Similarly to how children must learn to walk before they can run, they also need to get the hang of pre-writing before they can work towards building their own handwriting skills. The age of the iPad and smart technology has meant that children are becoming more accustomed to tapping on screens rather than gripping pencils and pens, meaning that it may be vital to present more opportunities for children to hone their skills.
Pre-writing skills are vital in a child’s early years development. It involves practising drawing different shapes and steadily developing fine motor skills. This helps children to slowly improve their literacy from the foundations of learning how to make marks on paper. When developing their pre-writing skills, children will first learn to scribble on paper before discovering how to make specific patterns and shapes. Typically from around 2 years old, children can begin to draw recognisable lines and shapes.
Although the act of scribbling and drawing shapes may seem like a straightforward part of a child’s early development, the ability to draw squares, circles and lines demonstrate that children possess a sufficient level of pencil control, good muscle strength in their fingers and hands, stronger visual-motor integration skills, a healthy attention span, cognitive awareness and enough coordination skills to hold a piece of paper still with one hand while drawing with another.
At Little Hands we promote lots of early writing opportunities, as we value children being able to express themselves through writing and drawing and understand the importance of preparing for early writing skills before children start school. Some ways in which we do this are through ‘write dance’ sessions and activities such as dough disco.
Write Dance is a form of creative play in which children can use music, songs and suggested movements to improve their gross motor skills and coordination which in turn will support them to write the shapes they will need to form letters. We use lots of messy play activities based around stories or songs which helps the children make big and small movements in a range of ways.

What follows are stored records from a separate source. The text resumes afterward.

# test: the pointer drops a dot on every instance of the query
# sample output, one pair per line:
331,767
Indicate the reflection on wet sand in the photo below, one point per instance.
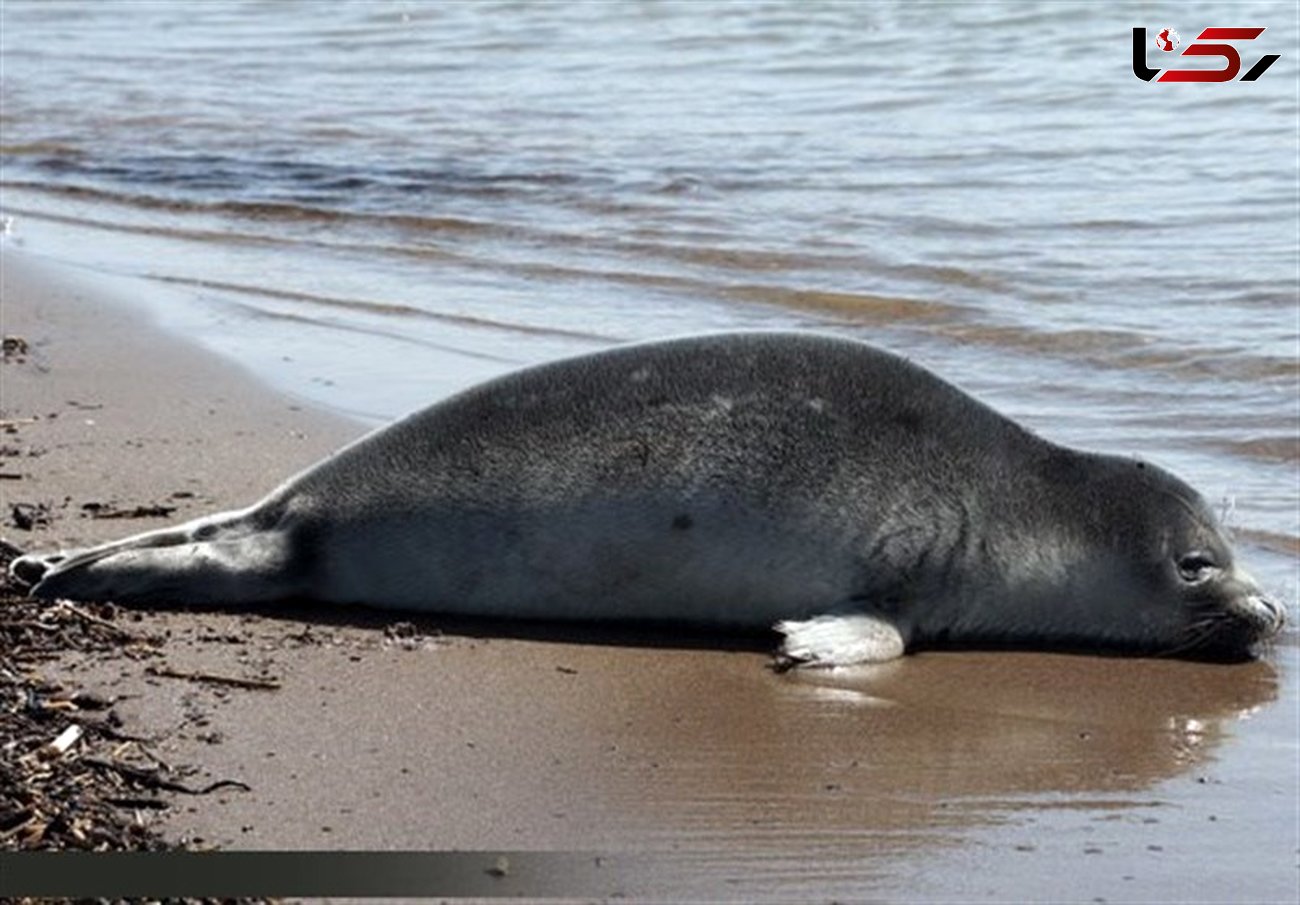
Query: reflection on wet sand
835,774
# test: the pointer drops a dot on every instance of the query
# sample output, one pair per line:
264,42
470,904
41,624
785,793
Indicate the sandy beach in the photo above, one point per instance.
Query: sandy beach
958,776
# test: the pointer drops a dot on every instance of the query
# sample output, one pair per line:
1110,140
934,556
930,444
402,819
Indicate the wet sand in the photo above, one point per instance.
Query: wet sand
954,776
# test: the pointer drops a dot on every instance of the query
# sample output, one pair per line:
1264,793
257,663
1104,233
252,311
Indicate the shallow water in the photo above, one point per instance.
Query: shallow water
377,203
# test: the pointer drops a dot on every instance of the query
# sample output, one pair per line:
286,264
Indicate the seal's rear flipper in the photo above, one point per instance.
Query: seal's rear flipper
837,640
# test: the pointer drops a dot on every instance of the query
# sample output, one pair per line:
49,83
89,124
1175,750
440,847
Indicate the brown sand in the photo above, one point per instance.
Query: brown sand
947,776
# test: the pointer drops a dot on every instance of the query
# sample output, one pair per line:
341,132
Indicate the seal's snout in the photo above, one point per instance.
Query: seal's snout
1266,614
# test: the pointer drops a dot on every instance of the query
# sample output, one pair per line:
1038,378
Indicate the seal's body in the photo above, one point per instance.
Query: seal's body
732,480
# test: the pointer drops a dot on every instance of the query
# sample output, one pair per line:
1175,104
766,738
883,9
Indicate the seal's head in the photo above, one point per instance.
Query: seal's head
1194,598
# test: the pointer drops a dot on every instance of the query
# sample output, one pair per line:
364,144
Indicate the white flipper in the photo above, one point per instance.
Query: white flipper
839,640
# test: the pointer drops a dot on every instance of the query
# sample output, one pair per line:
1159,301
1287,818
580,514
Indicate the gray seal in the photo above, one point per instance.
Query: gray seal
845,496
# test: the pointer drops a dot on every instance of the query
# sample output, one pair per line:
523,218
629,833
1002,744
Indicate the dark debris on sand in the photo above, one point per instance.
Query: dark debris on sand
59,783
70,776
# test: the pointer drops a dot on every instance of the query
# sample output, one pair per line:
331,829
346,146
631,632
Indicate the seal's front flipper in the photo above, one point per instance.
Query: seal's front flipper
837,640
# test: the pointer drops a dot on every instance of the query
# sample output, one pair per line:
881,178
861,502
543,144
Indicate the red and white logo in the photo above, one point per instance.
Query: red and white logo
1209,42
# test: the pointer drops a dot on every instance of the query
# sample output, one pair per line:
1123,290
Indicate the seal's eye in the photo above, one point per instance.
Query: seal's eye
1196,566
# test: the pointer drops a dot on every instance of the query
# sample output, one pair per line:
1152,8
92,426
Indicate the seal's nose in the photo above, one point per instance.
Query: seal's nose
1269,614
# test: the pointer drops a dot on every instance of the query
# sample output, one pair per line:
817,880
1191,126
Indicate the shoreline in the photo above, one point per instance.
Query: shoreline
943,776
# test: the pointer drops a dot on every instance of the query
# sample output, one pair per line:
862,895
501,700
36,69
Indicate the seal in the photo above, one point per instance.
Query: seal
845,496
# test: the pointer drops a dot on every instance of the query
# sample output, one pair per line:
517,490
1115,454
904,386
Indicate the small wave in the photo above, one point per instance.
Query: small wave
254,312
858,307
1270,540
1123,350
1279,447
372,307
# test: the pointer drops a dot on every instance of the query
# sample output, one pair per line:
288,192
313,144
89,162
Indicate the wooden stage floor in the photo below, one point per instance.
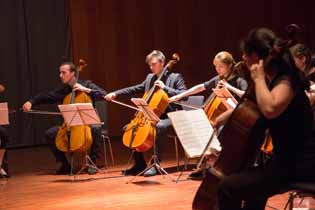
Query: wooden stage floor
33,186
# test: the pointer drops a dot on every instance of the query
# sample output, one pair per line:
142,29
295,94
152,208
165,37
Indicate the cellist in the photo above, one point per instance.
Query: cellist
280,96
172,83
67,74
224,65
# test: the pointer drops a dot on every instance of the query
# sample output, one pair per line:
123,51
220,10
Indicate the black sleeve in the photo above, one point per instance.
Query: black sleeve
179,86
132,90
96,91
52,97
209,85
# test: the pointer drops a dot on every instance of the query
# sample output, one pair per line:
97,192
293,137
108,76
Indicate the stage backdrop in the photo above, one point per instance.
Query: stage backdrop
115,36
34,38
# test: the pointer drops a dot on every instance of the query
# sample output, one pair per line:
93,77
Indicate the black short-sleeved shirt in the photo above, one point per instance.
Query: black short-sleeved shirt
236,81
291,132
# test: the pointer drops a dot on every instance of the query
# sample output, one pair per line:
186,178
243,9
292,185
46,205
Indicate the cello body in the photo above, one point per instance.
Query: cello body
240,139
80,136
214,108
140,132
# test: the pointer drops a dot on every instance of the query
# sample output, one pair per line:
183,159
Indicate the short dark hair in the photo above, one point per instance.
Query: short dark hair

Dough Disco is where a group of children come together for an exciting engaging play dough session where we listen to music whilst children develop fine motor muscles by manipulating the dough in a variety of ways, which in turn helps to improve their mark making and writing.
We also try to improve the writing readiness of children by implementing activities that encourage hand dominance. This can be aided by poking or pointing games and activities that involve building hand and finger strength like using play dough, scrunching paper and using tweezers. Upper limb strength exercises such as climbing ladders and wheelbarrow walking can also be highly useful in helping children to generate enough strength and control to comfortably hold pens and pencils to practice pre-writing. Hand-eye coordination is another key skill that you can help children to develop. Throwing and catching soft objects can be a fun way to help improve the accuracy of a child’s coordination as well as reaching to pick up items.